J’ai suivi avec attention la conférence de presse du chef de l’Etat mauritanien. Ce que j’en retiens d’abord, ce n’est pas un dirigeant porteur d’une vision pour la Mauritanie. C’est un chef d’Etat bouffi d’autosatisfaction. Après sept années de pouvoir, les Mauritaniens étaient en droit d’attendre des réponses sur la réconciliation, l’apaisement, la justice sociale, l’emploi, l’éducation, la santé, l’eau, l’électricité, la pauvreté, la corruption et la gouvernance.
Il y a un déphasage profond. Je pose la question : est-ce le chef de l’Etat qui est déconnecté de la réalité des Mauritaniens, ou les Mauritaniens qui sont déconnectés de la réalité qu’il leur présente ?

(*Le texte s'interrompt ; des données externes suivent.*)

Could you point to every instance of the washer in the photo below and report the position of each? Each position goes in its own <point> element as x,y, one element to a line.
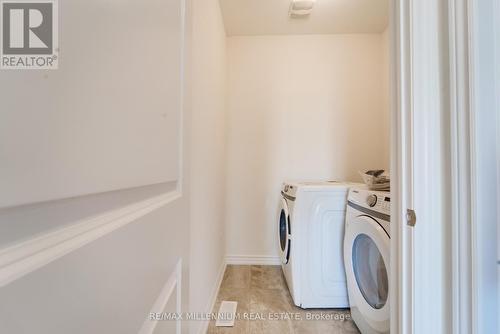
<point>366,257</point>
<point>311,221</point>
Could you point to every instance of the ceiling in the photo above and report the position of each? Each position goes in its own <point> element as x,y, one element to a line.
<point>270,17</point>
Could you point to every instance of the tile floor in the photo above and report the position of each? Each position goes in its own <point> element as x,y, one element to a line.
<point>261,292</point>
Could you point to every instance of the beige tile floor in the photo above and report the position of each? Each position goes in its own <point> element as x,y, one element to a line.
<point>265,306</point>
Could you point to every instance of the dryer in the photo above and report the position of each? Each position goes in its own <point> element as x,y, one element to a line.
<point>311,221</point>
<point>366,258</point>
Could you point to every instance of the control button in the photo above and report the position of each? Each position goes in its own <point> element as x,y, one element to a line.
<point>372,200</point>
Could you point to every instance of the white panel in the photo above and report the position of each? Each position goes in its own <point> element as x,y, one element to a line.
<point>108,118</point>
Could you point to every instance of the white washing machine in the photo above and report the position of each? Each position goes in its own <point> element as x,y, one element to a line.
<point>366,258</point>
<point>311,224</point>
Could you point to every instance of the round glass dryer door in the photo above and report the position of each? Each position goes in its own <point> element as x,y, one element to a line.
<point>284,232</point>
<point>370,271</point>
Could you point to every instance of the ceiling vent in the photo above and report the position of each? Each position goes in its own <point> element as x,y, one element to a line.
<point>301,8</point>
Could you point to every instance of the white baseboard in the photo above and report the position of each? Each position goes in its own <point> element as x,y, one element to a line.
<point>266,260</point>
<point>213,297</point>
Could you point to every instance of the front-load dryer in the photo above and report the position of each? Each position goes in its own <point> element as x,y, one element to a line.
<point>366,258</point>
<point>311,230</point>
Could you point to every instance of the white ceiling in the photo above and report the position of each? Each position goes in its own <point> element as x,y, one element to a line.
<point>270,17</point>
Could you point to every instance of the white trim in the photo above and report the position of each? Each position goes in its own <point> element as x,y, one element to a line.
<point>266,260</point>
<point>173,284</point>
<point>401,290</point>
<point>213,298</point>
<point>22,258</point>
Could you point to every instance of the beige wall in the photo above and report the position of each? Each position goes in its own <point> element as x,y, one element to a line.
<point>208,152</point>
<point>299,107</point>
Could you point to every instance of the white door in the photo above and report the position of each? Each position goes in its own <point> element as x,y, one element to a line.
<point>284,231</point>
<point>366,257</point>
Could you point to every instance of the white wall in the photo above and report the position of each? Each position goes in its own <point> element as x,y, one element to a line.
<point>208,155</point>
<point>299,107</point>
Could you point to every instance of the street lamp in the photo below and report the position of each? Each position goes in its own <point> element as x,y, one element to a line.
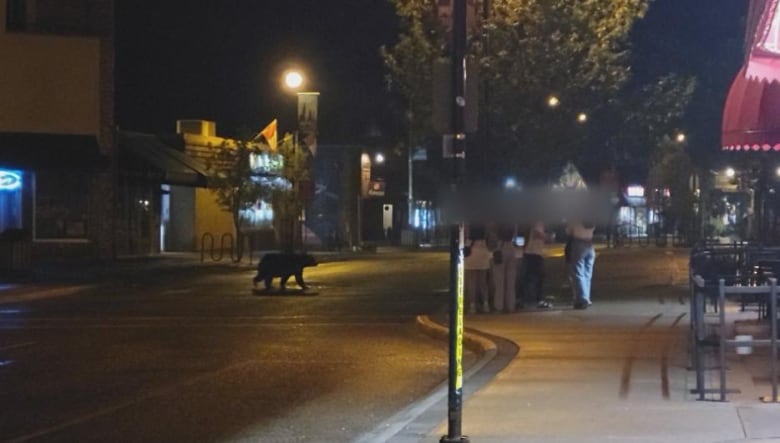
<point>293,80</point>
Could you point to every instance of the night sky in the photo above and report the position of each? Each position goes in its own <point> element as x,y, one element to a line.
<point>222,60</point>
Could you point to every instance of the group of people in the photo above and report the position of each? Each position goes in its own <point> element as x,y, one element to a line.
<point>502,273</point>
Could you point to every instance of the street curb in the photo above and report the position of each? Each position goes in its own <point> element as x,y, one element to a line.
<point>391,428</point>
<point>44,293</point>
<point>472,341</point>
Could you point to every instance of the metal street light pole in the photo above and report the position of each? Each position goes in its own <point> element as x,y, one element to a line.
<point>459,78</point>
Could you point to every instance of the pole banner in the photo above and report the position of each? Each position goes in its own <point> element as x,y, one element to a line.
<point>307,119</point>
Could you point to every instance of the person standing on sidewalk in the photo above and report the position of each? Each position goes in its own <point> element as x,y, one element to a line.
<point>580,260</point>
<point>533,267</point>
<point>476,265</point>
<point>504,269</point>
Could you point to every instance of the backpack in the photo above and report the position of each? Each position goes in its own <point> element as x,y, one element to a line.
<point>498,257</point>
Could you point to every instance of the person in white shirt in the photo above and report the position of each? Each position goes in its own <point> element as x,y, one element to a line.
<point>580,259</point>
<point>533,267</point>
<point>476,265</point>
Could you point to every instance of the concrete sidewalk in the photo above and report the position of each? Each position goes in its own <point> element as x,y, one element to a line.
<point>615,372</point>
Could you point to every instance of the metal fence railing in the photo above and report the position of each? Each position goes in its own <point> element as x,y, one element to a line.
<point>736,275</point>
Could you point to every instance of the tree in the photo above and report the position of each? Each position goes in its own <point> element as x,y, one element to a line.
<point>529,51</point>
<point>288,201</point>
<point>671,170</point>
<point>233,182</point>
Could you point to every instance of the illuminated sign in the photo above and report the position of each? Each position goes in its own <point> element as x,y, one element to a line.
<point>10,180</point>
<point>264,163</point>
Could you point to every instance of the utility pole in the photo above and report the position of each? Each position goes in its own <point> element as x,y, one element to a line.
<point>458,103</point>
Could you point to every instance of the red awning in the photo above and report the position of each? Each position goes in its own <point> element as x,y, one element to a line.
<point>751,116</point>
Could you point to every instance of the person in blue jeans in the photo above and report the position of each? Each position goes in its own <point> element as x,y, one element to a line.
<point>581,257</point>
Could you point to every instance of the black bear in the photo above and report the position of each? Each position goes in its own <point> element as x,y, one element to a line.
<point>283,266</point>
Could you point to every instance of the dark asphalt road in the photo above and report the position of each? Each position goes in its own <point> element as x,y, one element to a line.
<point>195,356</point>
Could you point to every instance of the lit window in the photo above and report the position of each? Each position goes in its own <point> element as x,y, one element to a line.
<point>772,40</point>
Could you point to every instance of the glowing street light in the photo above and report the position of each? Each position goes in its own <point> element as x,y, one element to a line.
<point>293,80</point>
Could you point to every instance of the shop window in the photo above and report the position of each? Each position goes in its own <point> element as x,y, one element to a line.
<point>10,200</point>
<point>61,205</point>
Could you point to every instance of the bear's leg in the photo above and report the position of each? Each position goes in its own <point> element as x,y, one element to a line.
<point>299,279</point>
<point>283,281</point>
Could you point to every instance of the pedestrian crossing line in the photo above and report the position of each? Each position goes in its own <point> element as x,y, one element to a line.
<point>625,379</point>
<point>665,358</point>
<point>17,346</point>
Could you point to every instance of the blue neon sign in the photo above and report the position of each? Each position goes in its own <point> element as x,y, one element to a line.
<point>10,180</point>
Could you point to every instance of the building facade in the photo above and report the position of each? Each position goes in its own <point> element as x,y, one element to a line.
<point>57,141</point>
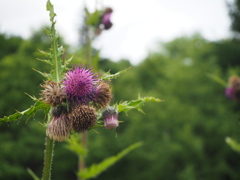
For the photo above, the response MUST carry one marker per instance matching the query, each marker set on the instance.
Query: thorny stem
(48, 157)
(81, 158)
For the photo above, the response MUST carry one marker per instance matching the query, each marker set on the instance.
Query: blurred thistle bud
(229, 92)
(234, 81)
(80, 85)
(60, 126)
(83, 117)
(233, 91)
(110, 117)
(53, 94)
(106, 18)
(103, 95)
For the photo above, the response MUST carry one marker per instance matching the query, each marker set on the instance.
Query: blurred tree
(184, 136)
(234, 12)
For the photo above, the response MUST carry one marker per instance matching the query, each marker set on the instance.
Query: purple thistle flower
(110, 117)
(80, 85)
(230, 92)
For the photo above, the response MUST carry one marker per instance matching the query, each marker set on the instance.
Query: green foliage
(234, 9)
(39, 105)
(135, 104)
(108, 76)
(76, 146)
(217, 79)
(34, 176)
(92, 19)
(96, 169)
(233, 144)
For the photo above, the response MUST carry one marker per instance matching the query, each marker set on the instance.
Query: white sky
(138, 24)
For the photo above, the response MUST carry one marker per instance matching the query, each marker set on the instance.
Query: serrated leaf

Il dit que la corruption recule. Les citoyens voient des fortunes surgir, la concentration des marchés publics entre les mêmes réseaux tribaux et de clans familiaux, et les puissants échapper à toute sanction. Et quand il présente l’augmentation des recettes de l’État comme une preuve de recul de la corruption, je pose simplement cette question : depuis quand des recettes en hausse prouvent-elles une corruption en baisse ? La vraie question, c’est comment cet argent est géré, comment les marchés sont attribués et comment les irrégularités sont sanctionnées.
Sur une éventuelle révision de la Constitution qui permettrait de briguer un troisième mandat en 2029, une phrase aurait suffi : « Je ne toucherai pas aux verrous constitutionnels. » Il ne l’a pas dite. Il a louvoyé et cultivé l’ambiguïté et parler de « volonté du peuple ».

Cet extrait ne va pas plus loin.